Initializes the DifferentiableObjective optimizer.

Parameters:

Name Type Description Default
num_sensing int

Number of sensing locations to optimize.

required
X_objective ndarray

(n, d); Data points used to define the objective function.

required
kernel Kernel

GPflow kernel function.

required
noise_variance float

Data noise variance.

required
transform Optional[Transform]

Transform object to apply to inducing points. Defaults to None.

None
num_robots int

Number of robots/agents. Defaults to 1.

1
X_candidates Optional[ndarray]

(c, d); Discrete set of candidate locations for sensor placement. Defaults to None.

None
num_dim Optional[int]

Dimensionality of the sensing locations. Defaults to dimensonality of X_objective.

None
objective Union[str, Objective]

The objective function to use. Can be a string (e.g., 'SLogMI', 'MI') or an instance of an objective class. Defaults to 'SLogMI'.

'SLogMI'
X_init Optional[ndarray]

(num_sensing * num_robots, d); Initial solution. If None, initial points are randomly selected from X_objective.

None
X_time Optional[ndarray]

(m, d); Temporal dimensions of the inducing points, used when modeling spatio-temporal IPP. Defaults to None.

None
orientation bool

If True, adds an additional dimension to model sensor FoV rotation angle when selecting initial inducing points.

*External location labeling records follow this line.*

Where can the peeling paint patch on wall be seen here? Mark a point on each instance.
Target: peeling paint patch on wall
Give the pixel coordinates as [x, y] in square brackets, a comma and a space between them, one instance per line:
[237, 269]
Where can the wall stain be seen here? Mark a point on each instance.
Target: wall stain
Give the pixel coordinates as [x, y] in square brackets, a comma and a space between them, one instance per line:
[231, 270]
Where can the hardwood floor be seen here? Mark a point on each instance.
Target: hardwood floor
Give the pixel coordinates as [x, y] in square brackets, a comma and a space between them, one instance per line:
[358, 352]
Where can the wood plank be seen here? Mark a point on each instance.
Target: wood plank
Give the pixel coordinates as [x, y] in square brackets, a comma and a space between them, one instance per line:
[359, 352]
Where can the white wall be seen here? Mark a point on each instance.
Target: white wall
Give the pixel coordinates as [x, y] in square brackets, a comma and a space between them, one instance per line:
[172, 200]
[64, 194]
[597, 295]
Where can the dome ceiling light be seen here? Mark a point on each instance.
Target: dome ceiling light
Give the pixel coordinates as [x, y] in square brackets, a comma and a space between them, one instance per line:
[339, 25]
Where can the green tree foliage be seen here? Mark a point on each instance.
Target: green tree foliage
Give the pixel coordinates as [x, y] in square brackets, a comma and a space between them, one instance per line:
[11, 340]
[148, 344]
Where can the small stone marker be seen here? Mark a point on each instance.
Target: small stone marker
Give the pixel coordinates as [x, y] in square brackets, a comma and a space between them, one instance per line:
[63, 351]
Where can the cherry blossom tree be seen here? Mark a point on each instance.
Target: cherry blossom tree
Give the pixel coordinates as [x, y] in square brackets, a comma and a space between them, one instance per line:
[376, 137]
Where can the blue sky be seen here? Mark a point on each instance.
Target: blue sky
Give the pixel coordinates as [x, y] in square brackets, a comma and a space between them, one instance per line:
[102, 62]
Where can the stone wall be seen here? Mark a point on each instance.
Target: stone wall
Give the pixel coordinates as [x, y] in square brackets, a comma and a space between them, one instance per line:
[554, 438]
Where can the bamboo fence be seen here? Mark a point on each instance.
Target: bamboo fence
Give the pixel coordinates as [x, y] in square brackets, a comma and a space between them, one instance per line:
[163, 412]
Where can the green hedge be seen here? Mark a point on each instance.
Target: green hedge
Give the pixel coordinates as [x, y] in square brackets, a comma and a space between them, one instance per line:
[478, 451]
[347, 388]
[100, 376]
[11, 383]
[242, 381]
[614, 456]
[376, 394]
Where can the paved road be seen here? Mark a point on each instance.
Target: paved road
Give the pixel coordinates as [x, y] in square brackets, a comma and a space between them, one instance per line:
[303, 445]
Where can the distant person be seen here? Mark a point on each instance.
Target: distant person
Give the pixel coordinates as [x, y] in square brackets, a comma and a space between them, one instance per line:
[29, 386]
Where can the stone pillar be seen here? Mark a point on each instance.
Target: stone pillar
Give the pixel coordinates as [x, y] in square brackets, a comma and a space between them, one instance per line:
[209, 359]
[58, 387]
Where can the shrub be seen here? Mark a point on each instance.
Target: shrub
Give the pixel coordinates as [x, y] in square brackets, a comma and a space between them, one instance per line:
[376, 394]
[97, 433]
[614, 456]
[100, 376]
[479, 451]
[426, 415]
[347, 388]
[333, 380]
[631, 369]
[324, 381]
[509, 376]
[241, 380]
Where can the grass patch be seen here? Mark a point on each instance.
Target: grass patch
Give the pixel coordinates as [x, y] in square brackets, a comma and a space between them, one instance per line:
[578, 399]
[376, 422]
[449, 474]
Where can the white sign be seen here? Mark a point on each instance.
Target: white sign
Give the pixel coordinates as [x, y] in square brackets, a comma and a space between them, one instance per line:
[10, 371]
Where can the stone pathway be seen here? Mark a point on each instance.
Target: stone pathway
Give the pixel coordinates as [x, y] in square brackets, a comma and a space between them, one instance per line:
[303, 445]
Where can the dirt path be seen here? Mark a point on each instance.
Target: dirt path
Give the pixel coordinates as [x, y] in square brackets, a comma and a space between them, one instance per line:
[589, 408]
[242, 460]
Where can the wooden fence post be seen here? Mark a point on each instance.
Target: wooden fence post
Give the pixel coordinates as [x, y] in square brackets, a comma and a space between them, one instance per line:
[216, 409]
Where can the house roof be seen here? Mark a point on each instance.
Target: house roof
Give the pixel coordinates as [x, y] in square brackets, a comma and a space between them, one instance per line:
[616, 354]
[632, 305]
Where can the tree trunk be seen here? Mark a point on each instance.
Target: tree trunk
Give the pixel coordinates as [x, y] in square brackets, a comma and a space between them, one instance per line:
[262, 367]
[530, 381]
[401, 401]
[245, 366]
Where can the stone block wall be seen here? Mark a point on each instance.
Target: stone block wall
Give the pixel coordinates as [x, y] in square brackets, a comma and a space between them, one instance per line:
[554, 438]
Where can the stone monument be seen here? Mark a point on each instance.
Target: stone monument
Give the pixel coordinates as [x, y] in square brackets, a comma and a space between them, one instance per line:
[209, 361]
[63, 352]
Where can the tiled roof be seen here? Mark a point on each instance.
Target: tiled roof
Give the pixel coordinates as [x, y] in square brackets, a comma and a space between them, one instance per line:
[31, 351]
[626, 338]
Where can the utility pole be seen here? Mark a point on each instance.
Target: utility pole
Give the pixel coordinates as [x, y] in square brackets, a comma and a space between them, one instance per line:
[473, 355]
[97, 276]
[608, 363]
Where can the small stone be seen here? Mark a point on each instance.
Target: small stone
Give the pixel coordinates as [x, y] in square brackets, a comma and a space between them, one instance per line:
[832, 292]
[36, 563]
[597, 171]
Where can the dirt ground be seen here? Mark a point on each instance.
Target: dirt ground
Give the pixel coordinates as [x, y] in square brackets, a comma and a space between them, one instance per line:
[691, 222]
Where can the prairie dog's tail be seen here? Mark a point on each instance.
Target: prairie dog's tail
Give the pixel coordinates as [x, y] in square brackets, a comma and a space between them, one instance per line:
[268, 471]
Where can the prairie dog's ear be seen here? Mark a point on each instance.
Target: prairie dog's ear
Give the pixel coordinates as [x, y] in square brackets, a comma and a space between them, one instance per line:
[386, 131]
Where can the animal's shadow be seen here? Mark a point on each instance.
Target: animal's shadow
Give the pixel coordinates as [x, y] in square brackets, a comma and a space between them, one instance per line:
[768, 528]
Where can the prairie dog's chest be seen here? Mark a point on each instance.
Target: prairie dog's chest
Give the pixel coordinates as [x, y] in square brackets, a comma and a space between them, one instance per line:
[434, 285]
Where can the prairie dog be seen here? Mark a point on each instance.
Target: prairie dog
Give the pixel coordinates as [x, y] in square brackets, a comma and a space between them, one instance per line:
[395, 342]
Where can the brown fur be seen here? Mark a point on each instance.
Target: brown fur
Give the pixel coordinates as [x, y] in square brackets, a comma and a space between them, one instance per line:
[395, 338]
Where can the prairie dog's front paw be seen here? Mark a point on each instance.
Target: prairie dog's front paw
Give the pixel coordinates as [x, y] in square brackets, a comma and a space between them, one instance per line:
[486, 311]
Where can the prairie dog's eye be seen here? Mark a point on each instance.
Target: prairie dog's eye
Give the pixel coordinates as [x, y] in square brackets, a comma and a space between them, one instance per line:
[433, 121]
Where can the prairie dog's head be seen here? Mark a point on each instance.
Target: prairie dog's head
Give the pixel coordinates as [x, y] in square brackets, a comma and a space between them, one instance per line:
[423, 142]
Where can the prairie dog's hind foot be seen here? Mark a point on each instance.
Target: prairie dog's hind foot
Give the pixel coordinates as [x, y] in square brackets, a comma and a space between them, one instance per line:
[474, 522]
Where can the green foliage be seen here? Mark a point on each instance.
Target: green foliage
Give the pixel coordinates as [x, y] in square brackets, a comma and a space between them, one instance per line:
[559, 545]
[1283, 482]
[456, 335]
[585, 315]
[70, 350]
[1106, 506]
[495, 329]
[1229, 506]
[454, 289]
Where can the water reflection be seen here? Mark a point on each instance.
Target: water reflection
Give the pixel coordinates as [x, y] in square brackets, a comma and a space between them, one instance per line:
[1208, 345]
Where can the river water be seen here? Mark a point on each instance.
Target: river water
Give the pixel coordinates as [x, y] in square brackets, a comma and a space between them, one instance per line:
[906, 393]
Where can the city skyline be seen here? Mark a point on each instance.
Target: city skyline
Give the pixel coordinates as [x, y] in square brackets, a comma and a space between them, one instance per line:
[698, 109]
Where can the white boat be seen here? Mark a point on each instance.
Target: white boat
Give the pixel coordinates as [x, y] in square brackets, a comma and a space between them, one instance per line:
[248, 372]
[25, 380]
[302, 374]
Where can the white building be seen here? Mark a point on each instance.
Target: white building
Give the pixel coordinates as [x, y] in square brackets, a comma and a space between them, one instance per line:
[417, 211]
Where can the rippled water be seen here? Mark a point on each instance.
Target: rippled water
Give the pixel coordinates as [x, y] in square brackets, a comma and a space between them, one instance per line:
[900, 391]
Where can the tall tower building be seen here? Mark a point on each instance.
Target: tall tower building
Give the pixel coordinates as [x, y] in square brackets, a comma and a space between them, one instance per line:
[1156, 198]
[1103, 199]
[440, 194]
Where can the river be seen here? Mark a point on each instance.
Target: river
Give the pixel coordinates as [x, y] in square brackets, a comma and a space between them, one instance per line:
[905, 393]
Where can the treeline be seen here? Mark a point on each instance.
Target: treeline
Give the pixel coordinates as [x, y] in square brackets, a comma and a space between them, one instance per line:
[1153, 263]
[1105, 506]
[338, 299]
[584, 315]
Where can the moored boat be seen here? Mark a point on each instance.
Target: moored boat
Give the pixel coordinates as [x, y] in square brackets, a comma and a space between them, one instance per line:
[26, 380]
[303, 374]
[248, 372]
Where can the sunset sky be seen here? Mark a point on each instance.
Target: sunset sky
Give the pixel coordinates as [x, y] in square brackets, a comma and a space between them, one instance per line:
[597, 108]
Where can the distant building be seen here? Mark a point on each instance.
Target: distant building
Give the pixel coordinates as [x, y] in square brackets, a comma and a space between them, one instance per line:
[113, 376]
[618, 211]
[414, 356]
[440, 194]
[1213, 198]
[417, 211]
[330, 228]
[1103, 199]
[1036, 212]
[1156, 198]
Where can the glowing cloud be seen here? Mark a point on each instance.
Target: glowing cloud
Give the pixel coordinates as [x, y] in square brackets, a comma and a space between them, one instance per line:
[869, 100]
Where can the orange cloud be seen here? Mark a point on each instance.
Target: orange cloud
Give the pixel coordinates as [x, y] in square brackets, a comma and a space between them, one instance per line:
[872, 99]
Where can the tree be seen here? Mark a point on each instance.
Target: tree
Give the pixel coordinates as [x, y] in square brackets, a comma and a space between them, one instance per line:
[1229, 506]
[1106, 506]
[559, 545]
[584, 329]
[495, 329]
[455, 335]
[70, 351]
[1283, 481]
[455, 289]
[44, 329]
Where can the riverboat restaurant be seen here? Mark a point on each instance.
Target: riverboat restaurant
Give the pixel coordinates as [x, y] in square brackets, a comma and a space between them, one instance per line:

Defaults to False.

False
**kwargs Any

Additional keyword arguments passed to the objective function.

{}
Source code in sgptools/methods.py
def __init__(self,
             num_sensing: int,
             X_objective: np.ndarray,
             kernel: gpflow.kernels.Kernel,
             noise_variance: float,
             transform: Optional[Transform] = None,
             num_robots: int = 1,
             X_candidates: Optional[np.ndarray] = None,
             num_dim: Optional[int] = None,
             objective: Union[str, Objective] = 'SLogMI',
             X_init: Optional[np.ndarray] = None,
             X_time: Optional[np.ndarray] = None,
             orientation: bool = False,
             **kwargs: Any):
    """
    Initializes the DifferentiableObjective optimizer.

    Args:
        num_sensing (int): Number of sensing locations to optimize.
        X_objective (np.ndarray): (n, d); Data points used to define the objective function.
        kernel (gpflow.kernels.Kernel): GPflow kernel function.
        noise_variance (float): Data noise variance.
        transform (Optional[Transform]): Transform object to apply to inducing points. Defaults to None.
        num_robots (int): Number of robots/agents. Defaults to 1.
        X_candidates (Optional[np.ndarray]): (c, d); Discrete set of candidate locations for sensor placement.
                                             Defaults to None.
        num_dim (Optional[int]): Dimensionality of the sensing locations. Defaults to dimensonality of X_objective.
        objective (Union[str, Objective]): The objective function to use. Can be a string (e.g., 'SLogMI', 'MI')
                                     or an instance of an objective class. Defaults to 'SLogMI'.
        X_init (Optional[np.ndarray]): (num_sensing * num_robots, d); Initial solution.
                                        If None, initial points are randomly selected from X_objective.
        X_time (Optional[np.ndarray]): (m, d); Temporal dimensions of the inducing points, used when
                                        modeling spatio-temporal IPP. Defaults to None.
        orientation (bool): If True, adds an additional dimension to model sensor FoV rotation angle
                            when selecting initial inducing points. Defaults to False.
        **kwargs: Additional keyword arguments passed to the objective function.
    """
    super().__init__(num_sensing, X_objective, kernel, noise_variance,
                     transform, num_robots, X_candidates, num_dim)
    self.transform = transform
    if X_candidates is None:
        self.X_candidates = X_objective  # Default candidates to objective points

    if X_init is None:
        X_init = get_inducing_pts(X_objective,
                                  num_sensing * self.num_robots,
                                  orientation=orientation)
    else:
        # override num_dim with initial inducing points dim, in case it differes from X_objective dim
        self.num_dim = X_init.shape[-1]
    self.X_sol = tf.Variable(X_init, dtype=X_init.dtype)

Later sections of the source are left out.